Thread #58113 / / Total number of messages: 13 / Thread View Count: 869 / Add thread to favorites:
kenLove 58113 246 Monstera either
Here's another on Stu.
Ever eat monstera? Tastes great if you can get it just right
without the oxcilate crystals.
Yeah, we used to have one outside our back steps in
Queensland. They do taste great but there definitely seems
to be a price paid for the pleasure. Maybe they have
varieties now without the nasty black bits?
If you cook the monstera, the crystals desolve although it
does alter the taste.

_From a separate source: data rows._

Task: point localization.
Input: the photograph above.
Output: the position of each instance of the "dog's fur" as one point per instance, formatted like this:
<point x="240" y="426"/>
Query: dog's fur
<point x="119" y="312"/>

I'm trying to come up with a recipe
that will keep the taste and be preservable in some form.
Just cant seem to get the right ph and taste.
In Brazil, Monstera is called Adam's Rip (costela-de-adão)
and "guainbé" in indiginous language (Tupí-guaraní indians).
Do people enjoy eating monstera in Brazil?
here even those who grew the plant many years did not know
you could eat it!
Some companies from California want to be able to bring it
to the mainland.
Forgot to say that here it is sometimes called the Swiss
cheese plant too.
Forgoten nothing more? Ah, ha, ha :-D. The Farmphoto chat is
About monstera, the native monstera of Brazil is very good
to eat when riped. The riped fruit color is strong yellow
and can eat without cook.
It's so good fleshy fruit which the insects eaten fast when
Sorry, but I haven't no one picture about now.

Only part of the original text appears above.